Forum Discussion
Unable to get Data from one particular Indian bank statement pdf file
The issue you're experiencing with importing data from a PDF file from Union Bank of India could be due to how the data is formatted or structured in the PDF. Excel's "Get Data" feature may struggle with PDFs that have complex formatting, embedded text, or specific encoding that makes it hard to extract tables.
Here are several approaches you can try to solve the problem:
1. Use a PDF Converter Tool
If Excel's built-in PDF import feature doesn't work, you can try converting the PDF file into another format first, such as Word or a different PDF structure. After that, reattempt the import.
You can use online or desktop tools like:
- Adobe Acrobat Pro: It has an "Export to Excel" option, which might better interpret the table structure.
- Small pdf or PDF 2Excel: These are free tools that can convert the PDF into Excel-friendly formats.
2. Copy and Paste as Text
Sometimes, the data isn't properly organized into tables within the PDF. In such cases:
1. Open the PDF file in a PDF viewer.
2. Select and copy the text containing the data.
3. Paste the text into Excel.
4. Use Excel's Text-to-Columns feature (under the "Data" tab) to split the text into columns.
3. Inspect the PDF Formatting
It’s possible that the "Get Data" feature cannot detect any tables because the data in the PDF is not structured as actual tables (e.g., the data might be presented as an image or be improperly formatted).
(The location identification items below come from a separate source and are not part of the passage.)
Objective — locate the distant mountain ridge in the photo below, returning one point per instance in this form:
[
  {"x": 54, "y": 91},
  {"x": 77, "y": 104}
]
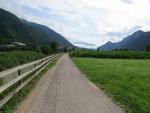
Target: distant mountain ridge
[
  {"x": 14, "y": 29},
  {"x": 135, "y": 42}
]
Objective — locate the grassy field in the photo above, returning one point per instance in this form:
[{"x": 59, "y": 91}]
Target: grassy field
[
  {"x": 15, "y": 58},
  {"x": 111, "y": 54},
  {"x": 126, "y": 81},
  {"x": 11, "y": 105}
]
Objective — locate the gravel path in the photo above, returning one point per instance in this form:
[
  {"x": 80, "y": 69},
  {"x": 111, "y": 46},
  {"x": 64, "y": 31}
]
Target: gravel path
[{"x": 64, "y": 89}]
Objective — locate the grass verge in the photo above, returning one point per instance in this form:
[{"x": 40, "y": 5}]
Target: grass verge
[
  {"x": 11, "y": 105},
  {"x": 15, "y": 58},
  {"x": 125, "y": 81}
]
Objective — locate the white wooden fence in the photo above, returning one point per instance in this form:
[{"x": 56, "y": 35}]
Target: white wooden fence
[{"x": 16, "y": 75}]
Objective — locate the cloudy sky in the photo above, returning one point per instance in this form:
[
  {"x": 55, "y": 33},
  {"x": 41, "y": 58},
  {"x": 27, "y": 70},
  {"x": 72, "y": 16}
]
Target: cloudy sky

You can:
1. Open the PDF and inspect how the data is displayed.
2. If the data looks like an image or the formatting is complex, you can try an OCR (Optical Character Recognition) tool to extract the text. Tools like Adobe Acrobat or Google Drive can perform OCR on PDFs to convert images of text into actual text.
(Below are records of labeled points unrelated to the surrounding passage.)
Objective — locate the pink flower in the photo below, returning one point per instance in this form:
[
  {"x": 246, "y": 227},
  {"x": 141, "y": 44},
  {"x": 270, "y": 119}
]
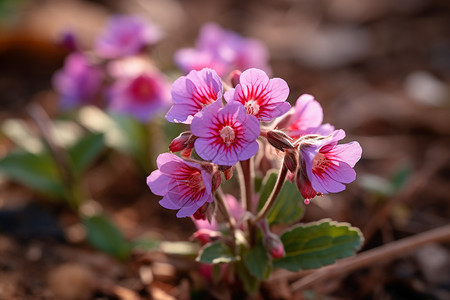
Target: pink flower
[
  {"x": 223, "y": 50},
  {"x": 262, "y": 97},
  {"x": 326, "y": 166},
  {"x": 125, "y": 35},
  {"x": 193, "y": 92},
  {"x": 185, "y": 185},
  {"x": 305, "y": 118},
  {"x": 236, "y": 212},
  {"x": 142, "y": 95},
  {"x": 78, "y": 82},
  {"x": 225, "y": 135}
]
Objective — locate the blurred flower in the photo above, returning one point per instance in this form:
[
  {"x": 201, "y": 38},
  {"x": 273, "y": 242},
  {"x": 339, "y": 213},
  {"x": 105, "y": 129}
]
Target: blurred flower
[
  {"x": 125, "y": 36},
  {"x": 262, "y": 97},
  {"x": 185, "y": 185},
  {"x": 193, "y": 92},
  {"x": 226, "y": 135},
  {"x": 141, "y": 96},
  {"x": 305, "y": 118},
  {"x": 325, "y": 165},
  {"x": 78, "y": 82},
  {"x": 69, "y": 41},
  {"x": 222, "y": 50}
]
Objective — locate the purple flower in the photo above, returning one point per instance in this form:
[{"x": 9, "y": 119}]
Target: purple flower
[
  {"x": 222, "y": 50},
  {"x": 262, "y": 97},
  {"x": 141, "y": 96},
  {"x": 185, "y": 185},
  {"x": 305, "y": 118},
  {"x": 125, "y": 35},
  {"x": 326, "y": 166},
  {"x": 225, "y": 135},
  {"x": 78, "y": 82},
  {"x": 193, "y": 92}
]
4. Use Power Query to Manually Extract Data
If Excel’s built-in PDF table detection fails, you can manually adjust the import using Power Query:
- Go to Data > Get Data > From File > From PDF.
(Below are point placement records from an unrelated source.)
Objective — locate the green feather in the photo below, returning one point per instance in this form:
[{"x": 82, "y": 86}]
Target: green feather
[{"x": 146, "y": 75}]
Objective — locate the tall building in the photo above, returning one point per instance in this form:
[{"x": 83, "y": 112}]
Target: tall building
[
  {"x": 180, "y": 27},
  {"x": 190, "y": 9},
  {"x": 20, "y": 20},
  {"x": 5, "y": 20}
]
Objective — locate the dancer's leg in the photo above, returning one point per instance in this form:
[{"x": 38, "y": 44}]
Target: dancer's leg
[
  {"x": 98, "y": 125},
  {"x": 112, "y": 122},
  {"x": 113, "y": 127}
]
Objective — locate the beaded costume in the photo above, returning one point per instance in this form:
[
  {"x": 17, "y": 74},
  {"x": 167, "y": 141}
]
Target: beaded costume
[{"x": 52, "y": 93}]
- When you reach the page selection, even if the tables don’t show up, try selecting individual elements from the PDF.
- Look at different sections of the PDF to see if Power Query can grab any part of the data, and combine them later in Excel if needed.
5. Check for Hidden Layers in the PDF
Some PDFs have hidden layers or objects that are preventing Excel from detecting the data correctly. To resolve this, try:
- Opening the PDF in a different PDF reader or editor and saving it as a new PDF file with all layers flattened.
- Alternatively, you can try exporting the PDF as plain text (.txt) first, then re-importing that text into Excel.
6. Check for Corruption in the PDF
Sometimes, the issue could stem from the PDF file being corrupt or improperly generated. Try:
- Opening the file in a different PDF reader and exporting it as a new PDF, or
- Re-downloading the file from the bank's website or requesting a new version.
By following these steps, you should be able to extract the data from the PDF in one form or another and import it into Excel. If none of these options work, manually copying and pasting the data may be your last resort, followed by formatting it properly within Excel. The text was created with the help of AI.
My answers are voluntary and without guarantee!
Hope this will help you.
Was the answer useful? Mark as best response and like it!
This will help all forum participants.